上述の2つの技術に加えて、OCuNiの薄膜は、例えば、パルスレーザーによる熱蒸着、原子層エピタキシャル、分子エピタキシャル、ゾルゲル、電着、噴霧熱分解、インクジェット(図11参照)、スピンコーティング等の他の物理的、物理化学的、化学的方法により成長させることができる。これら全ての技術は、UV光と、酸素等の酸化性雰囲気、アルゴン、ヘリウム、キセノン等の非反応性雰囲気、又は水素、フッ素、窒素、酸性ガス、塩基性ガス等の反応性雰囲気が存在する状態で行ってもよく、存在しない状態で行ってもよい。
選択された蒸着方法がインクジェットの場合には、蒸着される元素は、塩基性、中性、又は酸性化合物の形態となっていて、前記化合物はアルコール(エタノール、メタノール、プロパノール)を含む水溶液、他の安定化されている成分の溶液で稀釈されている。加熱され又は加熱されていない霧状溶液を基板に噴霧することにより蒸着が行われる。前記基板は、(選択された溶媒及び基板に応じて)最高400℃まで加熱することができる(図11の符号19,20,40,41,43参照)。
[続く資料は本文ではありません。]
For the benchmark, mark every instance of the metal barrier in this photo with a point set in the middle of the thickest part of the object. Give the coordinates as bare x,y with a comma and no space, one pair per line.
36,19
選択された化学的蒸着法が何であれ、蒸着される膜は、蒸着される成分を含み、不純物を含む単一溶液に基づく。このとき、成長速度は、例えば、化学種の解離速度、ナノ液滴の寸法、インジェクター、使用される噴霧器により、0.01〜10nms−1の範囲で変わりうる。
選択された化学的蒸着法が何であれ、ナノエレクトロニクス、マイクロエレクトロニクスでの半導体のような、想定される適用に応じて、前記膜は1〜1000nmの範囲の厚さを備えている。このとき、想定される適用に応じて、ガラス、ポリマー、セルロース紙等の絶縁基板、又は、ステンレス鋼、モリブデン等の導電基板、又は、結晶又は多結晶シリコン等の半導体基板、p型又はn型基板等の他の酸化物が用いられる。
選択される蒸着方法が何であれ、前記膜は、静的な状態(蒸着工程の間、基板が停止している)、又は動的な状態(蒸着工程の間、基板が移動している)で処理されることができる。これは、基板領域全体に亘って均質且つ一定の膜蒸着を得るためであり、いずれにしても膜は非結晶構造又は結晶構造を有している。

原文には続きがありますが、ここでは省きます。